My Father, the Pornographer: A Memoir

My car contained guns, bundles of cash I’d found hidden about the house, and boxes of vintage pornography. If I got pulled over and searched, I’d probably go to jail. If I had a wreck, money and porn would litter the interstate, mixed with my funeral suit, my grandfather’s rifle, a shotgun, three hundred rounds of ammunition, the remnants of my father’s ashes, and whatever was left of me.

The last items to pack were Dad’s ax, the old maul, and a broadsword that wouldn’t fit in a box. Without plan or forethought, I carried them to the edge of the hill. Mom had cast the ashes in three distinct areas, now little more than gray streaks in the ground. A few tiny piles of sediment lay beneath blown leaves. I pushed the sword blade through the ash into the soft earth and pounded the hilt with the maul. I did the same with the ax. I placed the heavy maul on a pile of brush. I’d acted on impulse and now spoke without filter. “I know you were curious about the afterlife. Just in case there is one, I figure you’re here and know what I’m doing. The sword is for Andy. The ax is for John Cleve. The maul is for Turk Winter. I figure you’d appreciate this. Okay, Dad. See you.”

A flash of silver metal glittered on the ground. I picked it up and wiped it on my pants to clean the dirt. It was a stainless-steel disc used by the crematorium to identify the corpse and later placed with the ashes. Number 179. An odd number. Square-free. A safe prime.

Dad.





Chapter Eleven


MOM IS circumspect about details of her early years in Haldeman, stressing only that she was never unhappy: “That was where I was and I accepted it.” I can’t imagine it was easy—she’d grown up in a city of more than fifty thousand people, in a tightly knit community of working-class Irish, with many relatives.
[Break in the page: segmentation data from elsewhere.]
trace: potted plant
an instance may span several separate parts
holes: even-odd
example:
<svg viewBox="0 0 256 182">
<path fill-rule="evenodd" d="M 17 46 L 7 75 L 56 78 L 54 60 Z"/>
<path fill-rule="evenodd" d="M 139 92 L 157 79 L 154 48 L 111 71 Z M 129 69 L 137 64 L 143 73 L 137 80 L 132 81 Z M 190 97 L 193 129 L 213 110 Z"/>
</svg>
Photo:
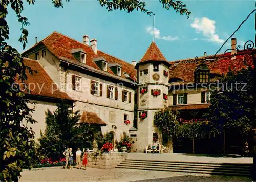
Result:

In Haldeman she lived on a dirt road in the woods with four young children and no friends or family nearby. Dad was gone every day and many nights, working as a salesman.
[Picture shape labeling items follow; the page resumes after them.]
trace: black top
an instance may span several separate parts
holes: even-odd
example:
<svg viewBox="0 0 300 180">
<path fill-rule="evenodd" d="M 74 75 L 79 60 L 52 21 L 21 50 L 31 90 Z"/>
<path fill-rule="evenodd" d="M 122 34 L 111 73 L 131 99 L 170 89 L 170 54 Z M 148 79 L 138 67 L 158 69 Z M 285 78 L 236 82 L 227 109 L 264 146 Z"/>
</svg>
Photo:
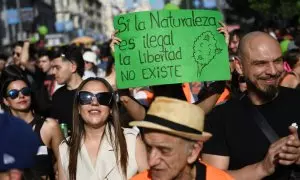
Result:
<svg viewBox="0 0 300 180">
<path fill-rule="evenodd" d="M 30 122 L 30 125 L 34 128 L 34 132 L 38 135 L 39 139 L 39 149 L 33 170 L 37 176 L 46 176 L 52 180 L 54 179 L 53 151 L 45 145 L 41 137 L 41 128 L 44 122 L 45 118 L 40 116 L 35 116 L 33 121 Z"/>
<path fill-rule="evenodd" d="M 246 97 L 247 98 L 247 97 Z M 273 101 L 256 106 L 280 136 L 288 136 L 288 127 L 299 117 L 300 91 L 280 87 Z M 247 106 L 238 99 L 214 108 L 205 121 L 205 131 L 213 134 L 204 145 L 203 153 L 229 156 L 229 169 L 240 169 L 264 159 L 270 142 L 246 110 Z M 278 166 L 270 179 L 287 179 L 292 167 Z"/>
<path fill-rule="evenodd" d="M 44 79 L 44 86 L 46 87 L 48 94 L 51 96 L 51 94 L 54 91 L 55 88 L 55 77 L 54 75 L 45 75 Z"/>
<path fill-rule="evenodd" d="M 76 89 L 68 90 L 67 86 L 59 88 L 52 96 L 51 117 L 59 123 L 66 123 L 72 129 L 72 110 Z"/>
</svg>

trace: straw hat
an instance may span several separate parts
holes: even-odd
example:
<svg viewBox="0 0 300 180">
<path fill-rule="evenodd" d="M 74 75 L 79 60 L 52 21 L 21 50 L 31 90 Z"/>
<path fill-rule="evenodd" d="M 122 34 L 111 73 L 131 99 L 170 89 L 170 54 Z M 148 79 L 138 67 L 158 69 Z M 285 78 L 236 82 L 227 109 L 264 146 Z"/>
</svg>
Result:
<svg viewBox="0 0 300 180">
<path fill-rule="evenodd" d="M 186 101 L 157 97 L 145 120 L 133 121 L 130 126 L 154 129 L 195 141 L 206 141 L 212 135 L 203 132 L 204 111 Z"/>
</svg>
To a large extent, my mother was on her own in a foreign environment. I was Mom’s sole source of aid, her little helper. She depended on me, and soon my siblings did, as well. Mom was the shepherd and I was the loyal guard dog, protecting my ragtag flock of three. Mom often said she liked it best when I got sick instead of my siblings because I didn’t need her ministrations, preferring to go off alone like a dog and lick my wounds.
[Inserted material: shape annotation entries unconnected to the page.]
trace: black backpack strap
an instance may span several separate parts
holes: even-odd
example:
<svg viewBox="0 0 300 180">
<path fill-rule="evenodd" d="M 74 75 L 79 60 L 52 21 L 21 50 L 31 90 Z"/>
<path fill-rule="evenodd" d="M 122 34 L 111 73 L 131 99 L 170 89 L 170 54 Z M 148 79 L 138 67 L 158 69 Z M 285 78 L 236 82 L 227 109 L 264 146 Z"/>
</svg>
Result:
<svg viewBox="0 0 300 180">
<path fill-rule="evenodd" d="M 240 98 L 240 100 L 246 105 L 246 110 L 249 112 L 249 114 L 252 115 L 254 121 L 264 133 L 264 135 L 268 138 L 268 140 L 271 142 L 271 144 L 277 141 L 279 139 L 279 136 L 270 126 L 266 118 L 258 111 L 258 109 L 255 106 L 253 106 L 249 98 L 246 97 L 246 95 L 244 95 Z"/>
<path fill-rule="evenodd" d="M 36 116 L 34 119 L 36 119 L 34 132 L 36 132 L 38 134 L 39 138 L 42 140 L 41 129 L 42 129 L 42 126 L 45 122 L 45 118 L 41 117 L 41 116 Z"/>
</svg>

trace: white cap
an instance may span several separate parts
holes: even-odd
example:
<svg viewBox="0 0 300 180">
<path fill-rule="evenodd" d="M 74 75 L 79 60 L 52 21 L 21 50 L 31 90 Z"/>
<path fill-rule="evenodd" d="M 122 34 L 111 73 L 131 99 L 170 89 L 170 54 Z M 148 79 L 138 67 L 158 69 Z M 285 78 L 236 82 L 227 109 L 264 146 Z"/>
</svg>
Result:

Naturally we all wanted my mother’s attention, but they received it more directly than I did. On me she bestowed a special appreciation for daily assistance and making her laugh. It was less a mother/son relationship and more like that of a senior and junior partner in a shared enterprise. There was a bliss to our closeness as we worked together to get through the day. Mom and I lived in fear of Dad, but each of us knew he loved us best. He remained in love with her throughout his life. I was his favorite child, the golden boy of the family. In his eyes, I was always firstborn son, prince to the king, a successor.

I spent very little private time with my father, which made those experiences intensely meaningful. When I was thirteen, he took me on a long drive in his car. He was extremely quiet, which was unusual. A few times he began speaking, then faltered and trailed away in a mumble. After an hour or so we returned home and he gave me a pamphlet on frog reproduction. In retrospect I understand that he had tasked himself with explaining the birds and bees to his son but was unable to follow through.

In 1971 he took me to the movie Billy Jack. He’d seen it the week before and believed its message of a lone man fighting social injustice would convey a valuable lesson. I was thrilled that he wanted to spend time with me. What I most recall is my father’s pre-movie commentary on behavior in a theater, which began with the choice of viewing position. Never sit down front, where you’d have to strain your neck looking up. Don’t sit in the back, because that was where people talked. The middle was no good, because most viewers sat there and you’d be hemmed in. The best seat was three quarters toward the rear, near the aisle, behind and to the side of a couple. No one would sit beside them and block your view. I listened attentively, and we entered the theater. We were the only people there.